Michael had bad vibes about this but breathed a visible sigh of relief when he saw it signed off the B993 to the west of Inverurie. It isn’t signed at the next junction, so go straight on. The church is set in a walled graveyard at the end of the road by a large farm.
In the graveyard are the ruins of a 16thC church with the north and west walls standing to almost their full height. The church was in use until 1771 when parish split between Kintore and Keithhall. Much of the church itself was demolished at the time to provide materials for the church at Keithhall. What was left has stood as a ruin ever since.

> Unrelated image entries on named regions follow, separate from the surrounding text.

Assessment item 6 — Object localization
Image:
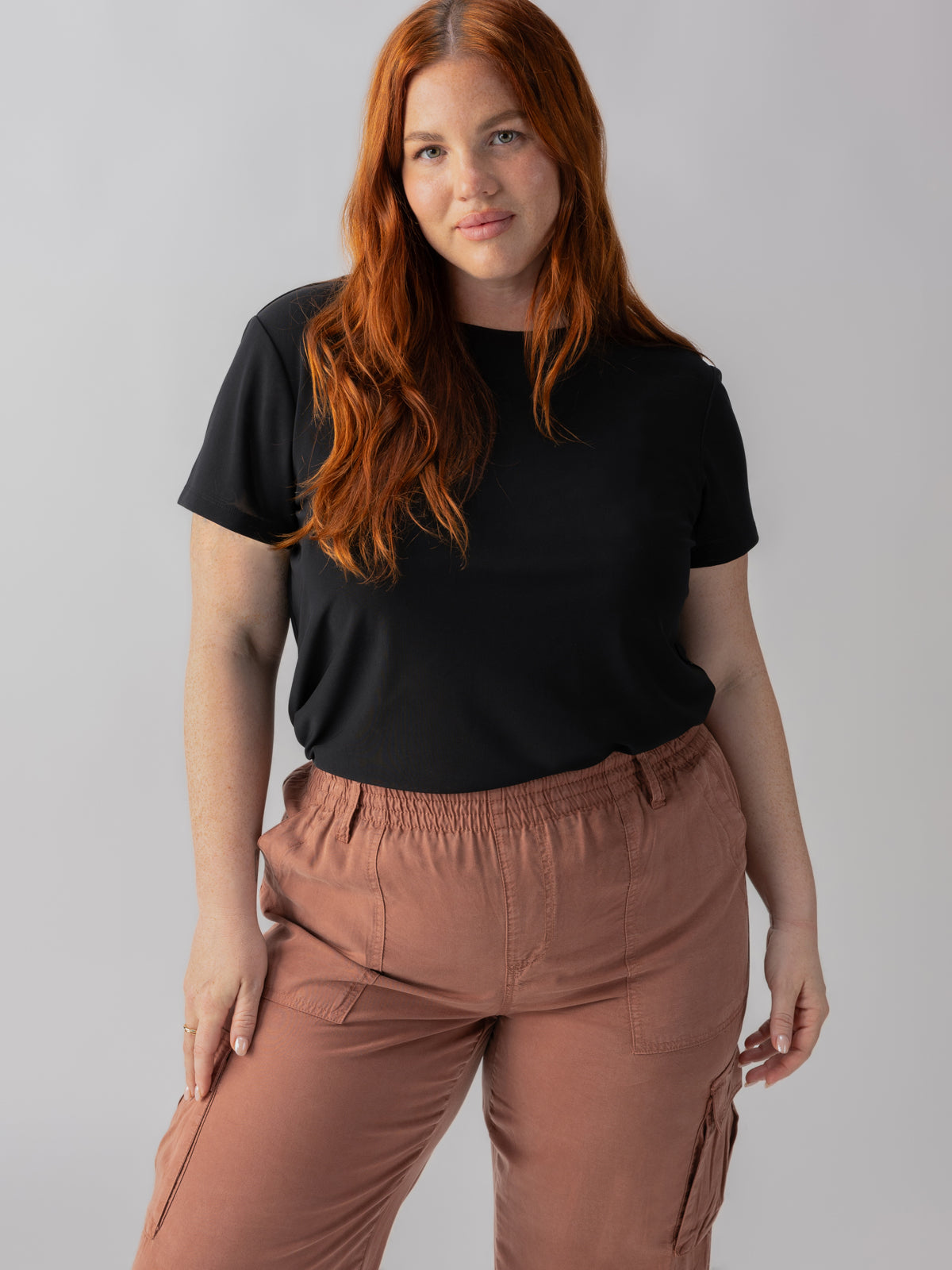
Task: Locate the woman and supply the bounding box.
[135,0,827,1270]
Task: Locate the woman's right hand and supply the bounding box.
[182,914,268,1099]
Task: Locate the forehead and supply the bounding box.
[404,56,519,136]
[404,106,525,141]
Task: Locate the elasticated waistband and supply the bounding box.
[294,724,716,841]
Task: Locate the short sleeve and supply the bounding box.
[178,315,297,542]
[690,367,759,569]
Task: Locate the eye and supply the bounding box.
[414,129,523,159]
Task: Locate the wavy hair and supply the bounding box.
[274,0,700,586]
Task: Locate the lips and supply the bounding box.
[455,211,512,230]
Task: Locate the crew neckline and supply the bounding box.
[457,321,565,339]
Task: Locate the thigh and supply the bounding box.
[484,997,741,1270]
[133,986,490,1270]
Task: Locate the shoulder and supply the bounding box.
[598,339,721,413]
[251,275,347,383]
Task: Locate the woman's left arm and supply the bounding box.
[679,555,830,1086]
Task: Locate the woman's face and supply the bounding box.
[402,56,560,329]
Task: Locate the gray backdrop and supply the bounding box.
[0,0,952,1270]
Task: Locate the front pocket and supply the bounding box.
[262,918,379,1024]
[671,1049,744,1255]
[259,809,383,1024]
[618,768,750,1054]
[144,1026,232,1240]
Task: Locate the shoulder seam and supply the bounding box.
[698,364,721,474]
[252,314,297,402]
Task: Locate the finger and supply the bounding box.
[195,1014,229,1103]
[230,983,262,1054]
[770,987,800,1054]
[744,1018,770,1049]
[182,1003,198,1099]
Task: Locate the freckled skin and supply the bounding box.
[402,56,561,330]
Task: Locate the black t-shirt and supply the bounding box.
[178,279,758,794]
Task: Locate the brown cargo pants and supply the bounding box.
[133,724,749,1270]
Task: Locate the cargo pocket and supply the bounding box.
[144,1027,232,1240]
[262,918,379,1024]
[673,1049,744,1255]
[259,797,385,1024]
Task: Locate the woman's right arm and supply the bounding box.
[182,513,288,1097]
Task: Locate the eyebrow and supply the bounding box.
[404,110,525,141]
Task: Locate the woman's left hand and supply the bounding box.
[740,922,830,1087]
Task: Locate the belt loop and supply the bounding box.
[635,754,666,806]
[335,781,363,842]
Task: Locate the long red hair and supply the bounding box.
[275,0,700,586]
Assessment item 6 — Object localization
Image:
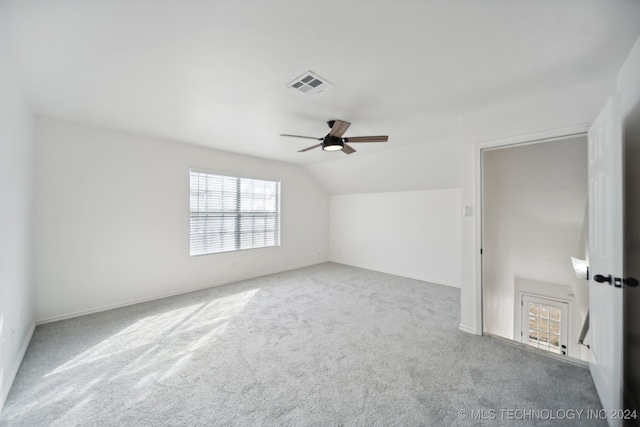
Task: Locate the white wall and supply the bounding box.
[306,135,460,194]
[460,80,615,334]
[0,47,34,410]
[330,189,460,286]
[35,119,329,321]
[482,136,588,359]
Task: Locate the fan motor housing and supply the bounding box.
[322,134,344,151]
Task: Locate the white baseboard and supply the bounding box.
[329,260,460,289]
[458,323,482,335]
[36,260,329,325]
[0,322,36,413]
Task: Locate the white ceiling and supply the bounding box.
[0,0,640,164]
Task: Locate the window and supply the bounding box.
[190,170,280,256]
[522,294,569,355]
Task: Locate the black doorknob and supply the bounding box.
[622,277,638,288]
[593,274,612,284]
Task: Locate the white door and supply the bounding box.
[589,97,624,426]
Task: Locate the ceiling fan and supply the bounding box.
[280,120,389,154]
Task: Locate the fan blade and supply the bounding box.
[344,135,389,142]
[329,120,351,138]
[298,143,322,153]
[280,133,323,141]
[342,144,356,154]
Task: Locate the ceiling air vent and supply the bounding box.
[287,71,333,95]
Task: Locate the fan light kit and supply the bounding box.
[280,120,389,154]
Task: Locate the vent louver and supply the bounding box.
[287,71,333,95]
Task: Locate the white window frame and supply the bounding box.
[189,168,281,256]
[520,292,571,356]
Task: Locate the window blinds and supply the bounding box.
[190,170,280,256]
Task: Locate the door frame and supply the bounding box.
[473,123,591,335]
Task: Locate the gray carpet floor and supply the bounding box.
[0,263,606,426]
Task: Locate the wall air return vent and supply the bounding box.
[287,71,333,95]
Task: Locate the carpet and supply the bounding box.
[0,263,606,426]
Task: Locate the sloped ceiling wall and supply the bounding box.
[306,136,460,195]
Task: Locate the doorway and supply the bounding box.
[481,134,589,362]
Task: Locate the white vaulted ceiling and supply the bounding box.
[0,0,640,164]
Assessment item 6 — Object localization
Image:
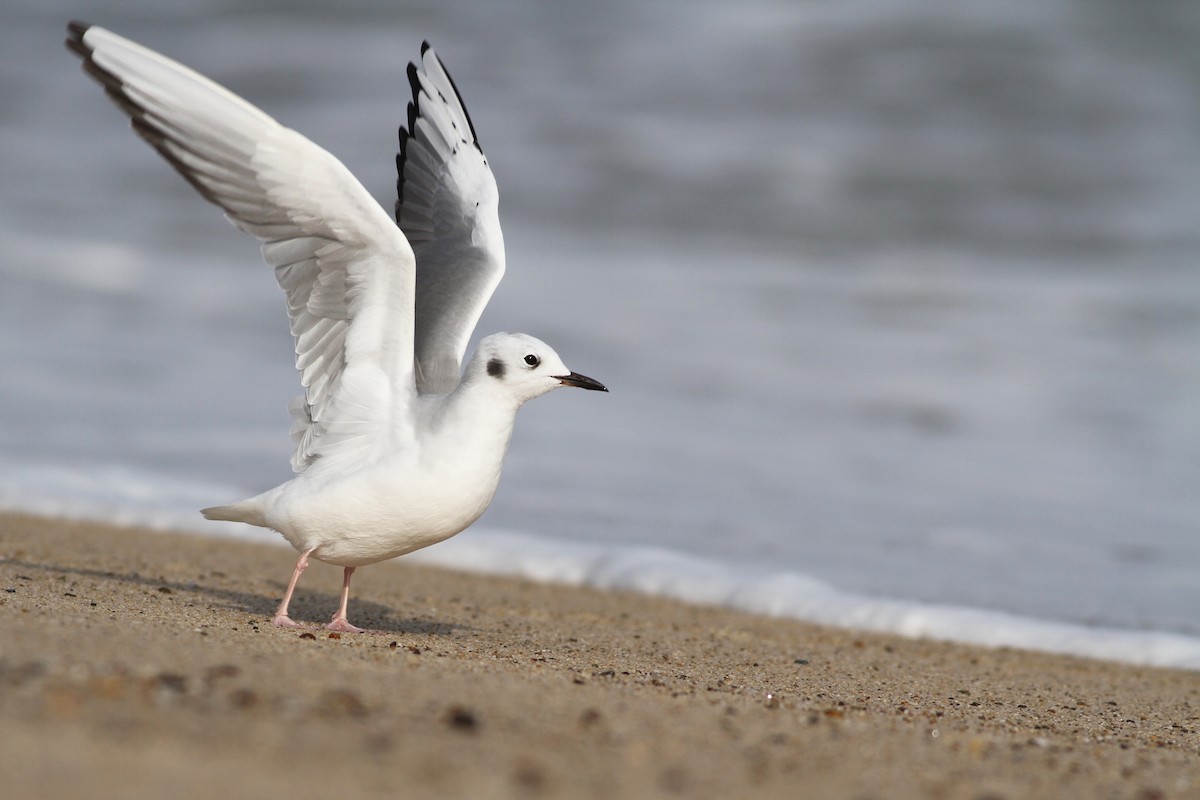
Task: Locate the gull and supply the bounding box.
[66,22,608,632]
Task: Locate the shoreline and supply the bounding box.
[0,515,1200,800]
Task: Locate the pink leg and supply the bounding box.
[325,566,362,633]
[271,547,317,627]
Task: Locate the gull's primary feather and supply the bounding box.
[396,42,504,395]
[68,24,416,473]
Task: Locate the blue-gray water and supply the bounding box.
[0,0,1200,652]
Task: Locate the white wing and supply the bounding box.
[67,23,415,471]
[396,42,504,395]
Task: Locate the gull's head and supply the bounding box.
[474,333,608,403]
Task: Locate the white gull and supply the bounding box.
[66,22,607,631]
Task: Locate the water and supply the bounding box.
[0,0,1200,667]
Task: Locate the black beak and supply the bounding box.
[554,372,608,392]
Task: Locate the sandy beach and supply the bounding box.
[0,516,1200,800]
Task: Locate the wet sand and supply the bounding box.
[0,516,1200,800]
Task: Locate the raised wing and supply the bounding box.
[67,23,416,471]
[396,42,504,395]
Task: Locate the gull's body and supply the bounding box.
[67,23,604,631]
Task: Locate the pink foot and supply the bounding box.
[325,616,365,633]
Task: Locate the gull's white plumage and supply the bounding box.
[67,23,604,630]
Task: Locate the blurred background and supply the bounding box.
[0,0,1200,633]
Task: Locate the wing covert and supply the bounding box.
[67,23,415,471]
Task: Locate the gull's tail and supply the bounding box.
[200,498,268,528]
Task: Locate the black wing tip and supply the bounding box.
[62,19,91,59]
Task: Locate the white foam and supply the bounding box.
[410,530,1200,669]
[0,472,1200,669]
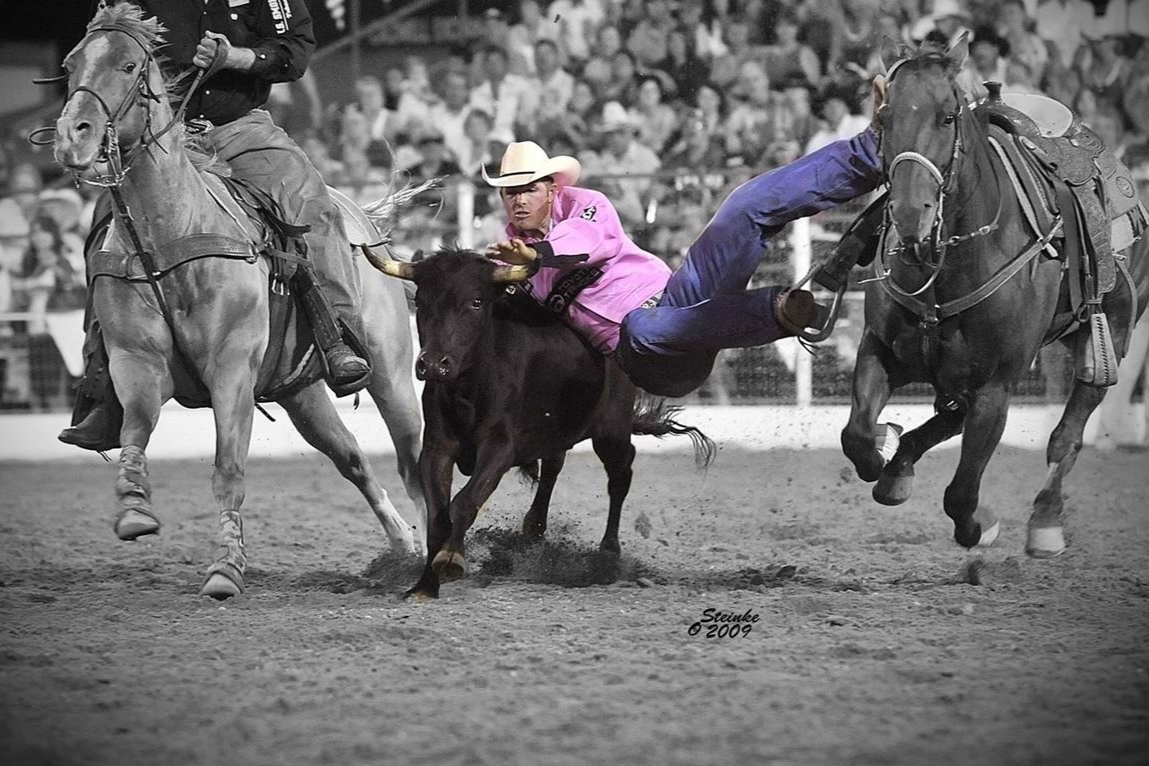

The main reason to visit is to see the remains of the sacrament house built into the north wall. These had been common in medieval churches but most were destroyed in the Reformation. This is one of the few in Scotland to have survived.
It is made up of five panels forming a cross. The host was kept in the centre niche. Each arm of the cross has scrollwork, bearing an inscription which translates as 'here is reserved the Body which was born of a Virgin'. It carries the initials AG, thought to refer to Canon Alexander Galloway, rector of the church for many years. Nearby is a replica brass panel, also with the initials AG and dated 1525 which has an image of the crucifixion.
Nearby is a tall grave slab of Gilbert de Greenlaw, who died at the Battle of Harlaw, a little to the north of Inverurie, on 24 July 1411. It shows the top part of a carving of knight. It has been cut off and the back was reused for a member of the Forbes family in 1592.
This is only worth visiting if in the vicinity. It is not worth making a special trip.